We provide support based upon family needs and our ability to assist. It's never been a problem for us to make a decision.

 

With regard to the extended family (cousins, uncles, aunts etc) this is strictly a loan basis and rarely have we loaned any.

 

Some members seem to have pretty strong views on this subject of providing assistance. For us, it's just been common sense. Each situation is considered independently of others.

 

One form of assistance is to provide a monthly allotment to my wife's parents which is used for medicines.

 

Sometimes I read the comment or a variation "what would the family do if we (the foreigner) were not around?"

 

I can assure you that in my family some would die. Their lives would be cut short by the chronic illnesses they would leave untreated.

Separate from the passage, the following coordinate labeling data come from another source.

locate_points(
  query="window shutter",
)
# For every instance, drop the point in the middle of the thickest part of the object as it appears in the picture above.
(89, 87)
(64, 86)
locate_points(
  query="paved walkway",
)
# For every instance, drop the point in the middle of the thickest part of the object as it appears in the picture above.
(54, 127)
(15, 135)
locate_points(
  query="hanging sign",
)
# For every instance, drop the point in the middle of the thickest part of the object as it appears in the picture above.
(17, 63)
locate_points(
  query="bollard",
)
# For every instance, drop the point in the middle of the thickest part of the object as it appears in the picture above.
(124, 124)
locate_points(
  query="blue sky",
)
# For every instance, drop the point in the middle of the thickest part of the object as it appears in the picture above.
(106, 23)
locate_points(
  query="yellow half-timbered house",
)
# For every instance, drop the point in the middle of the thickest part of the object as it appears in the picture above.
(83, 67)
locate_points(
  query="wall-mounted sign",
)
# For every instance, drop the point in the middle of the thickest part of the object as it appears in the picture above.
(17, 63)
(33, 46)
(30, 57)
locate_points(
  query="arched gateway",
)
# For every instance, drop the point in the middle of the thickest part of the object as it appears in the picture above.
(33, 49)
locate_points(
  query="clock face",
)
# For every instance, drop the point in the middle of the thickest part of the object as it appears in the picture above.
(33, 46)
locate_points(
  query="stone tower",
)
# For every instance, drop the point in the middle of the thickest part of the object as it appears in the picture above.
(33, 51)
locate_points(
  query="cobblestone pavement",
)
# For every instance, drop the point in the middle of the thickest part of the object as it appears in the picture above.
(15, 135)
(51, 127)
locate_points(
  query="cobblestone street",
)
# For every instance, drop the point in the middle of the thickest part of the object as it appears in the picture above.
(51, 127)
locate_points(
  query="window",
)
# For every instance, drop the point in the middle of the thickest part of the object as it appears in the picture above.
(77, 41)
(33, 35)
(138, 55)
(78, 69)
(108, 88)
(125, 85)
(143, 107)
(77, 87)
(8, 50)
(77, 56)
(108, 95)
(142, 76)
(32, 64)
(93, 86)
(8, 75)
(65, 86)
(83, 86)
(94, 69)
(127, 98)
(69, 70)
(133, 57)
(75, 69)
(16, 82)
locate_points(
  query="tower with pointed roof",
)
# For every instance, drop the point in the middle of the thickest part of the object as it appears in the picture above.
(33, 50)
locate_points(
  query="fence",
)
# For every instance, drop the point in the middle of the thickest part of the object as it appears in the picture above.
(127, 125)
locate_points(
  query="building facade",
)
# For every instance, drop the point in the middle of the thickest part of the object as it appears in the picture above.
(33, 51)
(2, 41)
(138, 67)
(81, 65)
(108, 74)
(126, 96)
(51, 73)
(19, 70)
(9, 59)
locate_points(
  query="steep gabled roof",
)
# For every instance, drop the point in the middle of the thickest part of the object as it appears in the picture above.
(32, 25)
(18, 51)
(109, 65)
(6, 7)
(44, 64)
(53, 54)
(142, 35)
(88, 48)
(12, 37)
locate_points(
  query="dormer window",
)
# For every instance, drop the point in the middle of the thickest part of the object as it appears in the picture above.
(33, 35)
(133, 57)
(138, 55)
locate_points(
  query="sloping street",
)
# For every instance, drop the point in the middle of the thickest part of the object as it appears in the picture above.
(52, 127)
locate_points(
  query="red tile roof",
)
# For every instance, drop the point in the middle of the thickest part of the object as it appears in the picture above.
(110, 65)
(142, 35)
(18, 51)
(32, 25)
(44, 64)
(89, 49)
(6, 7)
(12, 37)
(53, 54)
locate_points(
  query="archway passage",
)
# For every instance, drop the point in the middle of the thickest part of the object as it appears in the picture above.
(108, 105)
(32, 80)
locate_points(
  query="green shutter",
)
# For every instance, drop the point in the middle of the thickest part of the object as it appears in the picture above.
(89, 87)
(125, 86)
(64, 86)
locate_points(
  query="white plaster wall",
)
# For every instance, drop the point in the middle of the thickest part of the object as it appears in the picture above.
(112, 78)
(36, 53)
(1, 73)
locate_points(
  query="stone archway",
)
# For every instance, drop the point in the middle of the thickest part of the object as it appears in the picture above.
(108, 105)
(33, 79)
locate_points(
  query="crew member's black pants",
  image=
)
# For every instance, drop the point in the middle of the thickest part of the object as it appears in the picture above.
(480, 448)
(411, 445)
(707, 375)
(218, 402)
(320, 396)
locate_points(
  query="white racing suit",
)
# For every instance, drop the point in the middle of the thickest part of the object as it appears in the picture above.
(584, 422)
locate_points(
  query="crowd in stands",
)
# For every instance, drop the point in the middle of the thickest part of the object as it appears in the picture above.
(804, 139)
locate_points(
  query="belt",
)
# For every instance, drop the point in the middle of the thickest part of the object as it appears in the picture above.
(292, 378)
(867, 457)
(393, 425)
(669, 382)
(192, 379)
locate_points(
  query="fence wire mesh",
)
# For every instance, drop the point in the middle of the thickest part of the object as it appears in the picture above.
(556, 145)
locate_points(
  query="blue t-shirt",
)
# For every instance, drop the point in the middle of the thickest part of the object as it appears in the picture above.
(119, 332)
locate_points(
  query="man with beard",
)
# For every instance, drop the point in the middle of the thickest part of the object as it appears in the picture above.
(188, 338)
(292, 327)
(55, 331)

Not only would they suffer for the lack of medical care, but they would die prematurely.

 

One of my wife's brothers did die because of this. We were unaware of the situation he was in, namely a severe urinary tract infection. Because the family didn't let us know, he was unable to get medical care. The UTI worsened until it was irreversible. He suffered and died for the lack of a few thousand pesos.

 

I've not had any difficulty in responding to requests for money. My wife is a gentle heart person and as such is often asked by neighbors or distant relatives for money. The response that has always worked for us is her to say..."Ask my husband". Never happened yet.